Here, however, a remand would be futile because first, the agreement cannot be enforced. Assuming the Commonwealth agreed not to bring petitioner to trial on the escape charge and if petitioner had been convicted of escape after a trial, the conviction could be overturned. But petitioner pleaded guilty to escape, and has therefore waived all defenses to the escape charge other than the defense that the indictment failed to charge an offense. Corbett v. Commonwealth, 717 S.W.2d 831, 832 (Ky.1986) (citing Quarles v. Commonwealth, 456 S.W.2d 693 (Ky 1970); Hendrickson v. Commonwealth, 450 S.W.2d 234 (Ky 1970); Commonwealth v. Watkins, 398 S.W.2d 698 (Ky 1966), cert. denied, 384 U.S. 965 (1966)). Thus, petitioner waived the right not to be indicted on the escape.


The alternative to fulfilling the broken promise is setting aside the underlying plea based conviction of burglary. On this point, the Supreme Court has stated:


[T]he conditions for a valid plea "presuppose fairness in securing agreement between an accused and a prosecutor.... The plea must, of course, be voluntary and knowing and if it was induced by promises, the essence of those promises must in some way be made known." [ Santobello, 404 U.S.] at 261-262. It follows that when the prosecution breaches its promise with respect to an executed plea agreement, the defendant pleads guilty on a false premise, and hence his conviction cannot stand: "[W]hen a plea rests in any significant degree on a promise or agreement of the prosecutor, so that it can be said to be part of the inducement or consideration, such promise must be fulfilled." Id., at 262.

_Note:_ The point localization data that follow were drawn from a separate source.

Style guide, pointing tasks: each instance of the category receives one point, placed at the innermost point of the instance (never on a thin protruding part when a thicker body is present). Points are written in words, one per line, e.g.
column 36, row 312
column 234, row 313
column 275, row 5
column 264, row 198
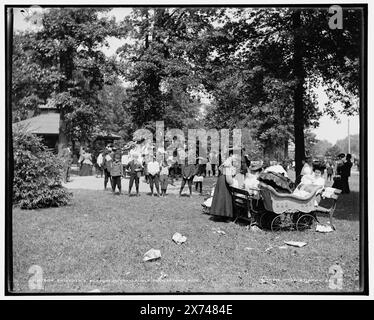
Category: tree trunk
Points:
column 299, row 73
column 285, row 149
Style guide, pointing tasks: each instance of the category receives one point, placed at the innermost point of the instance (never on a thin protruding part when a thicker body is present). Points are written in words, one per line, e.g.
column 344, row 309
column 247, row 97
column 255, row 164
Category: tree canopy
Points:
column 258, row 65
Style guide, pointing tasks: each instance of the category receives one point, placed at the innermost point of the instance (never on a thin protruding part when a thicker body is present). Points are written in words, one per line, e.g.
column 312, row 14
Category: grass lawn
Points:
column 98, row 242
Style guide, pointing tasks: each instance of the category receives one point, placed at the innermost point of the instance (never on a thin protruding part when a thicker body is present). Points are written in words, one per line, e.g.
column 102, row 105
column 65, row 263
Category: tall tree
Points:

Mabry v. Johnson, 467 U.S. 504, 509 (1984) (emphasis supplied) (footnote omitted). In this case, this remedy of setting aside the plea agreement on the burglary charge and reinstating the other dismissed charges when petitioner has served most all, if not all, of his sentence seems unwarranted. It is unlikely petitioner would choose to rescind his guilty plea at this stage and go to trial on all charges.



Accordingly, the District Court's judgment is AFFIRMED.